On between the galaxy's thronging suns we raced, our vast speed carrying us through them and through the swarming, panic-driven ships about them before they could glimpse us. Onward, inward, we flashed, veering here and there to avoid some star's far-swinging planets, dipping or rising to keep clear of the masses of traffic that were jamming the space-lanes leading inward, racing on at the same unvarying, tremendous velocity while we three in the pilot room, and the remainder of our crew beneath, strove to remain awake and conscious against the utterly crushing oppression of fatigue that pressed down upon us. At last we were flashing past the last of the suns between us and Canopus, and the great white central sun lay full before us, a gigantic globe of blazing, brilliant light. As we leapt toward it I saw Korus Kan gradually decreasing our speed, our ship slackening in its tremendous flight as we slanted down toward the planets of the great sun, and toward the inmost planet that was the center of the galaxy's government.

Down, down-our speed was dropping by hundreds of light-speeds each moment, now, as we sped down through the terrific glare of the vast white sun toward its inmost world. As we shot downward I saw that Jhul Din, now, was lying on the floor beside me, overcome by the fatigue that crowded down upon me also; only Korus Kan, of all of us, holding to the controls untiring and unaffected, the metal body in which his living organs and intelligence were cased being untrammeled by any weariness.
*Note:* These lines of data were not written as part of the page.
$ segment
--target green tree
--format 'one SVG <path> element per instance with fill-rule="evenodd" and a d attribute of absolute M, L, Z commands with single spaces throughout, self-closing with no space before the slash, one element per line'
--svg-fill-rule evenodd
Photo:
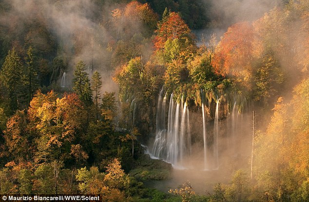
<path fill-rule="evenodd" d="M 31 194 L 32 189 L 32 176 L 30 170 L 22 169 L 19 172 L 18 182 L 19 183 L 19 194 Z"/>
<path fill-rule="evenodd" d="M 36 169 L 33 181 L 34 193 L 55 193 L 53 172 L 53 168 L 49 164 L 42 164 Z"/>
<path fill-rule="evenodd" d="M 91 89 L 93 92 L 93 97 L 96 104 L 97 120 L 98 120 L 98 100 L 101 96 L 102 78 L 100 73 L 96 71 L 91 77 Z"/>
<path fill-rule="evenodd" d="M 38 72 L 36 68 L 34 52 L 34 50 L 32 47 L 29 46 L 27 50 L 27 55 L 25 58 L 26 66 L 24 83 L 27 86 L 28 103 L 30 102 L 34 94 L 39 88 Z"/>
<path fill-rule="evenodd" d="M 106 187 L 103 183 L 104 175 L 99 172 L 97 167 L 92 167 L 89 170 L 86 167 L 78 169 L 76 179 L 78 189 L 83 194 L 102 193 Z"/>
<path fill-rule="evenodd" d="M 8 90 L 10 106 L 12 111 L 18 107 L 19 90 L 22 85 L 22 68 L 20 58 L 13 48 L 11 50 L 9 50 L 0 71 L 1 84 Z"/>
<path fill-rule="evenodd" d="M 79 60 L 75 67 L 73 79 L 73 90 L 79 96 L 84 103 L 87 111 L 87 122 L 89 121 L 90 106 L 92 104 L 92 91 L 88 74 L 85 71 L 85 65 L 82 60 Z"/>
<path fill-rule="evenodd" d="M 225 191 L 225 198 L 233 202 L 246 201 L 249 194 L 249 178 L 242 170 L 235 172 L 232 176 L 231 185 Z"/>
Beneath us now lay the great masses of traffic, countless swarms of swirling ships, that had fled in to Canopus from the outer suns at the invaders' attack, and as they glimpsed our great oval craft these swarms broke wildly from before us. They took us for a raiding enemy ship, we knew, but down between them unheedingly we flashed, heading low across the surface of the great planet, still at tremendous speed.